After Röntgen’s discovery in 1895, an X-ray became a game changer in medicine.1 It was discovered as an invisible ray of light that passes through many objects, including human bodies, and visualizes the internal organs and structures as silhouettes. As now seen in medical radiography, such as chest X-rays and computed tomography (CT) scans, X-rays have enabled investigation of deep tissues in humans that had been otherwise impossible without surgical intervention, contributing to the early detection and treatment of many diseases. However, as is often the case with new medicine, X-rays were shown to have a biohazard effect.2 They are identified as a type of ionizing radiation (IR): a stream of high energy photons that are strong enough to ionize atoms and disrupt molecular bonds in biomolecules, including DNA. As DNA encodes an essential blueprint of a cell, the DNA-damaging property of X-rays can be toxic. This effect, although used for killing cancer cells in radiotherapy, has raised concerns about the effect of X-rays on normal tissues and whether the benefits exceed the risks.
Modern medicine relies heavily on radiography to assess human health. The annual doses of X-rays people receive are increasing. A recent study estimated that around 2% or 4,000,000 of the non-elderly adults in the US receive 20 milligray (mGy) or more per year due to medical requirements.3 Historically, risks associated with low-dose IR are considered to be almost negligible as it does not cause any acute toxicity, nor does it increase the risk of carcinogenesis, based on empirical linear fits of existing human data determined at high doses, such as those of Japanese atomic bomb survivors.4 Indeed, low-dose IR rarely induces DNA double strand breaks (DSB), which often cause mutations and are considered to be the most relevant lesion for the deleterious effects of IR.5 However, even though low-dose X-rays rarely cause DSB, they are reportedly less easy to repair than those induced by high-dose X-rays.6 Importantly, recent evidence suggests that cumulative doses of 50 mGy X-ray (doses equivalent to 5-10 brain CT scans when given in childhood) have long-term detrimental effects on human health, including a more than 3-fold increase in the risks of acute lymphoblastic leukemia and myelodysplastic syndrome.7 Furthermore, mouse studies demonstrate that low-dose X-rays affect function of long-lived tissue-specific stem cells, including hematopoietic stem cells (HSC).98 Thus, understanding the persistent effect of low-dose X-rays on human tissue-specific stem cells is of particular importance in precisely evaluating the risks posed by radiography on public health.

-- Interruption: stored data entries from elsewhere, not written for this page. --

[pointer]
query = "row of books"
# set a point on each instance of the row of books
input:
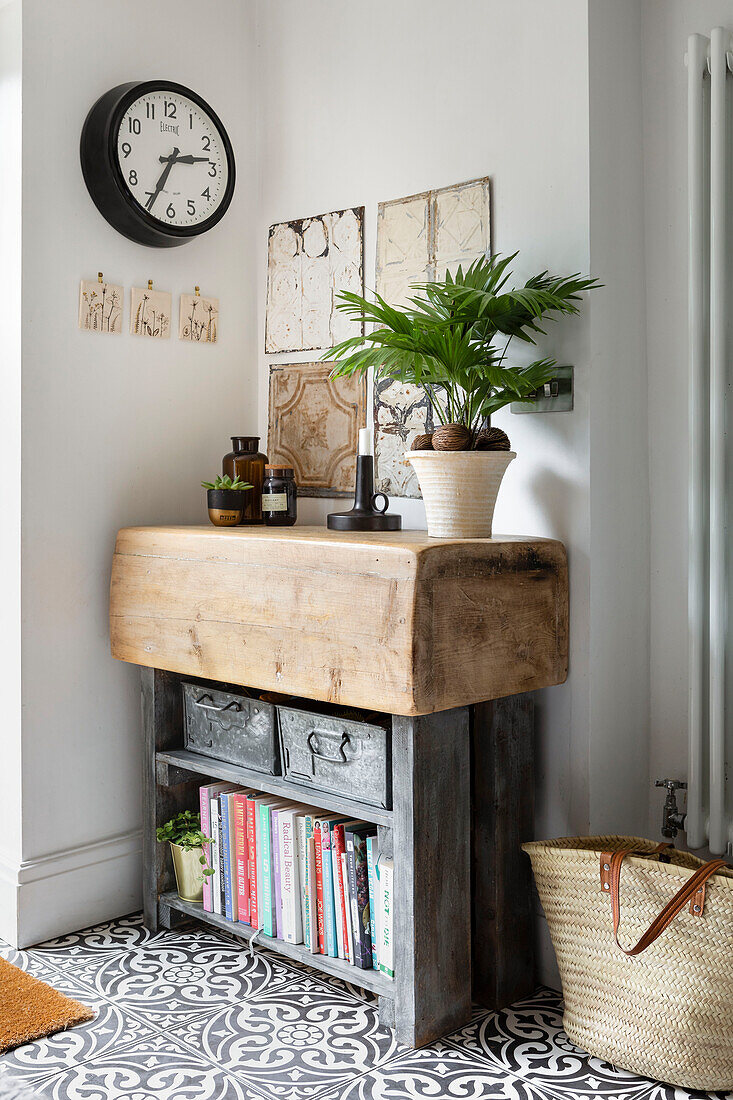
(298, 873)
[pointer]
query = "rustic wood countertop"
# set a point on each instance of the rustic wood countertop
(396, 622)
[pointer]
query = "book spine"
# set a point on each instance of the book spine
(226, 849)
(259, 842)
(252, 862)
(329, 913)
(232, 858)
(313, 909)
(220, 853)
(216, 890)
(347, 906)
(276, 883)
(386, 945)
(291, 931)
(338, 905)
(371, 867)
(206, 829)
(239, 802)
(265, 898)
(305, 834)
(363, 917)
(356, 893)
(320, 917)
(340, 848)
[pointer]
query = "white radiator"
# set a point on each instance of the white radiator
(710, 813)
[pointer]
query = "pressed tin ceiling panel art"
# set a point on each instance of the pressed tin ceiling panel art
(314, 426)
(309, 262)
(417, 240)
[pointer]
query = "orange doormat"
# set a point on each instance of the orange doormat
(30, 1009)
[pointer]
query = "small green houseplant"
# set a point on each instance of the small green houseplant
(225, 499)
(183, 833)
(452, 340)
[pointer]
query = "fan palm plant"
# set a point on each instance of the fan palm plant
(453, 337)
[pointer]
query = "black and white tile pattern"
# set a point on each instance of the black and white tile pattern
(189, 1014)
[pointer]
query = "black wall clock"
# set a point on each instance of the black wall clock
(157, 162)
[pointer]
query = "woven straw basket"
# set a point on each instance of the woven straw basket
(659, 1002)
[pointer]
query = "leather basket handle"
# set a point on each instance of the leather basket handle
(692, 891)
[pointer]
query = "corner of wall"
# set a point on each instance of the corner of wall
(619, 426)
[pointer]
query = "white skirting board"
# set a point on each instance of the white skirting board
(69, 890)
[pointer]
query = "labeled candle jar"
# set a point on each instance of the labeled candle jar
(279, 496)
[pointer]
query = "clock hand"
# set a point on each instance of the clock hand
(185, 160)
(170, 161)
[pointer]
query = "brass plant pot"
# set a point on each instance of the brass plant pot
(189, 872)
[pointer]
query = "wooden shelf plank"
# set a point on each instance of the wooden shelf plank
(367, 979)
(272, 784)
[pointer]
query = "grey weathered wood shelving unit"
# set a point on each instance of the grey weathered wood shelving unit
(428, 631)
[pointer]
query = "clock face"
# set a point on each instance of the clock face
(172, 158)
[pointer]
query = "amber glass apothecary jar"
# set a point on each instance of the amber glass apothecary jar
(245, 461)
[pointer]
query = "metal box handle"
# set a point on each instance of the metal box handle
(315, 749)
(211, 706)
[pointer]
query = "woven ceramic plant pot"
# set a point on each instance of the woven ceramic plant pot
(189, 872)
(460, 490)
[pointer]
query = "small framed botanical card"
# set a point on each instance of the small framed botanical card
(100, 306)
(150, 312)
(198, 319)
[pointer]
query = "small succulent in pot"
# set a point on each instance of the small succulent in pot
(225, 499)
(183, 833)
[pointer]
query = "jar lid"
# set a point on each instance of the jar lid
(244, 442)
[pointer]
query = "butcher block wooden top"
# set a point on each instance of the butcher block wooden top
(396, 622)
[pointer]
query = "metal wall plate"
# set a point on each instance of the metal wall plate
(555, 396)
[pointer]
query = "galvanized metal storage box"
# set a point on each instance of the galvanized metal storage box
(337, 755)
(231, 727)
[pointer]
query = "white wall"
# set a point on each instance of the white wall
(10, 457)
(545, 98)
(667, 24)
(354, 107)
(617, 425)
(365, 109)
(116, 429)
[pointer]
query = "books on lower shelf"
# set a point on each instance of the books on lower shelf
(299, 875)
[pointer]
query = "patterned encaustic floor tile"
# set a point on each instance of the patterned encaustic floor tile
(190, 1014)
(440, 1071)
(527, 1041)
(294, 1042)
(181, 976)
(110, 1030)
(101, 942)
(155, 1069)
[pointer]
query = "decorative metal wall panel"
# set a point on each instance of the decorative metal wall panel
(418, 239)
(309, 262)
(314, 426)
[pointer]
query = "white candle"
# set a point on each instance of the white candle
(364, 440)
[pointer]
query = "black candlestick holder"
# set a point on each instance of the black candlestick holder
(365, 516)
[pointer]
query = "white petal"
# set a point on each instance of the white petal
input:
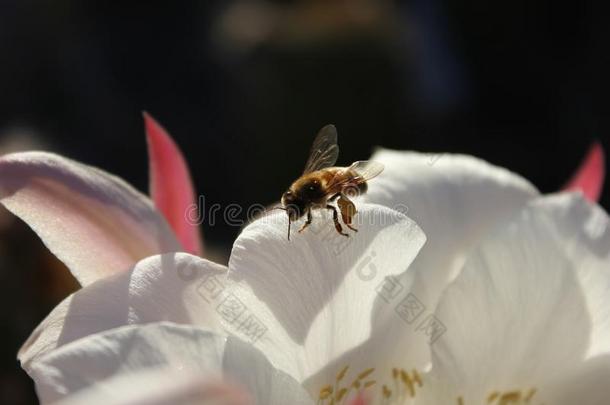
(313, 295)
(456, 200)
(530, 304)
(184, 349)
(159, 387)
(94, 222)
(164, 287)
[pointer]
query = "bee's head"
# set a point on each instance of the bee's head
(294, 205)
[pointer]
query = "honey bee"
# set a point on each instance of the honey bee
(321, 183)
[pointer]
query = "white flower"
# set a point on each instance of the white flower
(507, 299)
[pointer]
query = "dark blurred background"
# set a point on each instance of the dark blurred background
(243, 86)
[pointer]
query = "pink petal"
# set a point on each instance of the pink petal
(589, 178)
(171, 187)
(94, 222)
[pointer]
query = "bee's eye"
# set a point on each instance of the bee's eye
(314, 185)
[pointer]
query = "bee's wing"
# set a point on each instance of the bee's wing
(366, 169)
(324, 151)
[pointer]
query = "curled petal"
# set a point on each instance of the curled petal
(589, 178)
(310, 299)
(94, 222)
(530, 309)
(182, 349)
(171, 187)
(159, 387)
(166, 287)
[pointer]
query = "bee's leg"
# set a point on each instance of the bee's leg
(336, 220)
(307, 222)
(348, 210)
(334, 197)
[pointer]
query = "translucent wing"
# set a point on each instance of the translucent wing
(324, 151)
(366, 169)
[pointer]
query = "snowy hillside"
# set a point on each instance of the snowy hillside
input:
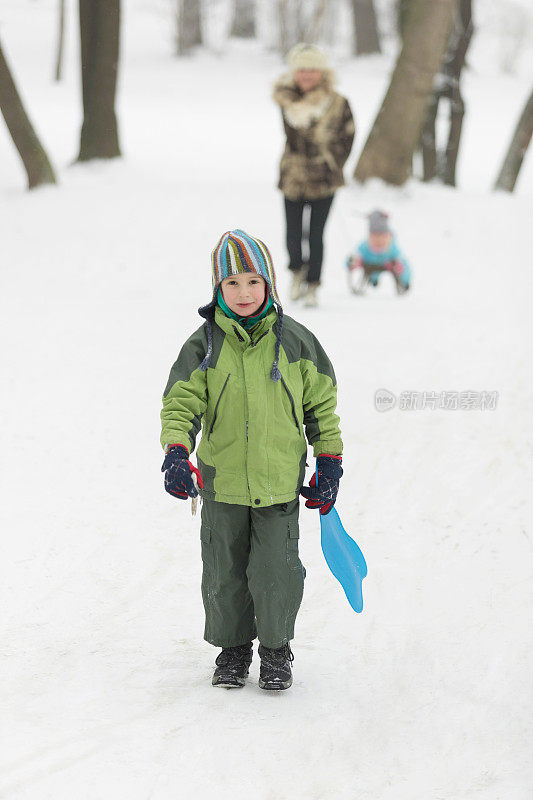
(105, 690)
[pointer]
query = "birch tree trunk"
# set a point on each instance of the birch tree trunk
(389, 149)
(517, 149)
(189, 26)
(99, 31)
(366, 37)
(36, 163)
(243, 24)
(60, 41)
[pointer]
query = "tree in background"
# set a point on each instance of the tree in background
(389, 149)
(447, 87)
(189, 26)
(243, 23)
(517, 149)
(100, 33)
(60, 41)
(366, 37)
(34, 158)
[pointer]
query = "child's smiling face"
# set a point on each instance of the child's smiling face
(244, 293)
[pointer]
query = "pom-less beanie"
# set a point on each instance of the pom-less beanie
(235, 254)
(378, 222)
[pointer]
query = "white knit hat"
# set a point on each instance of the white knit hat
(307, 56)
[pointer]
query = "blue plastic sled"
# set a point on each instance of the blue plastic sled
(343, 557)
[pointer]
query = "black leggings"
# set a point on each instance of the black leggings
(313, 238)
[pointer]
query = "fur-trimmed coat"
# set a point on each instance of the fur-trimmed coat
(320, 129)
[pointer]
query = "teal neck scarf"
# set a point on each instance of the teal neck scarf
(246, 322)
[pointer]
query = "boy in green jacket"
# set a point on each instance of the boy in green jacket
(253, 380)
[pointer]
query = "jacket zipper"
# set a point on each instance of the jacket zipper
(216, 409)
(292, 403)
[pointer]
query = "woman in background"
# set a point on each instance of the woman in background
(320, 129)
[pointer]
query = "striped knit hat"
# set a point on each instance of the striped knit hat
(236, 253)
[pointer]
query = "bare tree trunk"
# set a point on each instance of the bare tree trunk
(366, 37)
(243, 24)
(60, 41)
(189, 26)
(284, 33)
(447, 86)
(36, 163)
(99, 30)
(389, 149)
(517, 149)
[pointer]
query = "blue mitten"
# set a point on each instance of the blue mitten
(324, 494)
(178, 473)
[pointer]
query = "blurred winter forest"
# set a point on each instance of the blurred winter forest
(417, 129)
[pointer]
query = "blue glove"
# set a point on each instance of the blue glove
(324, 495)
(178, 473)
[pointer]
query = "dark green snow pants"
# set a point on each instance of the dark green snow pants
(253, 579)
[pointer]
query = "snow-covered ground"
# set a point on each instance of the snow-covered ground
(105, 689)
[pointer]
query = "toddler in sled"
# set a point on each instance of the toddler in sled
(378, 253)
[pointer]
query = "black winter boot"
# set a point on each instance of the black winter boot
(232, 666)
(275, 672)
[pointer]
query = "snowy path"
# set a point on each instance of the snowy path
(105, 678)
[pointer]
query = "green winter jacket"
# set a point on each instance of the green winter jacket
(253, 449)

In this issue of Haematologica, Henry et al. compared the effects of low and high doses of X-rays on hematopoietic stem and progenitor cells (HSPC) obtained from human umbilical cord blood (CB) (Figure 1).10 HSPC sustain themselves via self-renewing ability, and give rise to all of the blood lineage cells, such as innate and acquired immune cells, erythrocytes and platelets, through multi-lineage differentiation. They found that a single dose of 20 mGy X-rays is sufficient to impair the self-renewing capacity of CB HSPC. Intriguingly, this effect is independent of canonical DNA damage response (DDR), as a 20 mGy dose fails to induce DSB markers γ−H2AX and 53BP1 foci, or DDR hallmarks phospho-ATM and -p53, all of which are induced by a 2.5 Gy dose. Instead, the authors demonstrate that it is mediated by reactive oxygen species (ROS), a highly reactive oxygen byproduct mainly generated via the cell respiratory process of oxidative phosphorylation (OXPHOS) in mitochondria, and p38/MAPK14, a key enzyme that, upon elevation of ROS, sends a signal to HSPC to inhibit their self-renewing potential.11 Thus, the results of Henry et al. indicate that low-dose X-rays impair human CB HSPC function through ROS and p38/MAPK14, but not via canonical DDR via ATM or p53.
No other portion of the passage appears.